Irish manufacturers must increasingly be able to measure and reduce their carbon footprint if they are to succeed on export markets, according to the latest BearingPoint Green Supply Chain Monitor 2010-11. The report finds that about two thirds of European companies surveyed consider green supply chain as a strategic priority now or in the short term.
“The environmental impact of goods is becoming an increasing important decision when it comes to purchasing,” explains Claudia Carr, supply chain lead for BearingPoint Ireland. “Over two thirds of companies surveyed indicated that they have implemented, or are implementing, a sustainable purchasing policy. Understanding and managing your carbon footprint is going to become key and Irish companies need to be prepared for this shift.”
Over half of respondents indicated that they did not renew contracts with suppliers who did not respect their green charter, and one third reported a shift from global sourcing towards near or local shore sourcing. “The environmental impact of transportation and manufacturing from some low cost economies is leading to a review of purchasing policies by many organisations.

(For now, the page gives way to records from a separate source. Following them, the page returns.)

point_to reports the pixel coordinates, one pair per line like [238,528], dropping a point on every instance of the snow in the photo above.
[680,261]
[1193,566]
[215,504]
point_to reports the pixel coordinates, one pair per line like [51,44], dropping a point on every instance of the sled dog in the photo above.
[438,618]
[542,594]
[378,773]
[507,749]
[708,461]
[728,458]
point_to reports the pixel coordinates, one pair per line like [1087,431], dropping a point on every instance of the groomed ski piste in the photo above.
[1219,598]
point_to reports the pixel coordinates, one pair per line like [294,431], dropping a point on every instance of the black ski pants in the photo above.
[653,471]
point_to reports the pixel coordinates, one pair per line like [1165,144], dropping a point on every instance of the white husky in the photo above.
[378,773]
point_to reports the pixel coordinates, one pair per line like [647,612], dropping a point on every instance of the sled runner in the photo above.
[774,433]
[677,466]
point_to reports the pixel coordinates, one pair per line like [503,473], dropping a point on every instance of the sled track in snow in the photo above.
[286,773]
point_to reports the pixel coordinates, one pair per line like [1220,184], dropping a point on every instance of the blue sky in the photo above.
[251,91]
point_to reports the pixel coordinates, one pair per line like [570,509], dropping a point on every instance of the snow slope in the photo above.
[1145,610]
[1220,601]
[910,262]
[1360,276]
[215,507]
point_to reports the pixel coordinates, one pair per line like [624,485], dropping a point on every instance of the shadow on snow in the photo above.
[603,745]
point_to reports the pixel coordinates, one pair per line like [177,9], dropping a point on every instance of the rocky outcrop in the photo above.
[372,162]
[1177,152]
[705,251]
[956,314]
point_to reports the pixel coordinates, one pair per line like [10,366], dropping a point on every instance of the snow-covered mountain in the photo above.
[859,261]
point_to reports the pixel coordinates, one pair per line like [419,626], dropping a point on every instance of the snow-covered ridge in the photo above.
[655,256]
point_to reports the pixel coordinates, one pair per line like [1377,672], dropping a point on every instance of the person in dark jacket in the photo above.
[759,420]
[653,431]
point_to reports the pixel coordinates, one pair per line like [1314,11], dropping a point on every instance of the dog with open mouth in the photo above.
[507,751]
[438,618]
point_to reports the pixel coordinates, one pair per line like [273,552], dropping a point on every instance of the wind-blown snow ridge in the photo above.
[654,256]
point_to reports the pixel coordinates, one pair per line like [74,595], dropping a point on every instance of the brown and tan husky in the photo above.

There is a growing opportunity for Irish companies, with good green credentials, to compete for this business,” she adds.
John Whelan, chief executive of the Irish Exporters Association, welcomes the report. “There is no question that Irish businesses which produce transparently environmentally positive products, delivered by carbon neutral logistics services will succeed on international markets,” he says. “At the IEA we fully endorse the reports findings and urge exporters to make the investment in proper carbon labelling based on an accurate supply chain foot print as well as a production process footprint, to gain a competitive edge in our main developed economy markets.”
Fred McDarby, manager, Environment Department, Enterprise Ireland, stresses the opportunity for Irish companies. “We are encouraging our companies to prepare for the impact of Green Procurement (both public and private) on their markets at home and overseas and have put in place a range of supports to help them make savings and enhance the green credentials of their products and services.”
The report highlights the importance of design with at least 80% of the environmental impact of a product being developed during the design process. This not only relates to the way in which the product is produced, but also how it is used and ultimately disposed of. Sectors traditionally active in R&D and innovation have become the leaders in eco-design.
Another finding of the 4th BearingPoint Supply Chain Monitor is that green supply chain initiatives are increasingly being driven by brand image and economics rather than regulation.
“Environmental regulations were the main driver when we last conducted the monitor two years ago. It is significant that boards are now actively promoting green supply chain to enhance their brand reputation and reduce costs,” comments James Govan of BearingPoint.
Indeed, the global economic downturn had accelerated rather than hampered green supply chain initiatives. The study finds that two thirds (66%) of the companies surveyed said that economic conditions had brought forward green initiatives rather than put a brake on them. Many Irish companies, like their European counterparts, have identified cost savings by implementing environmentally friendly initiatives.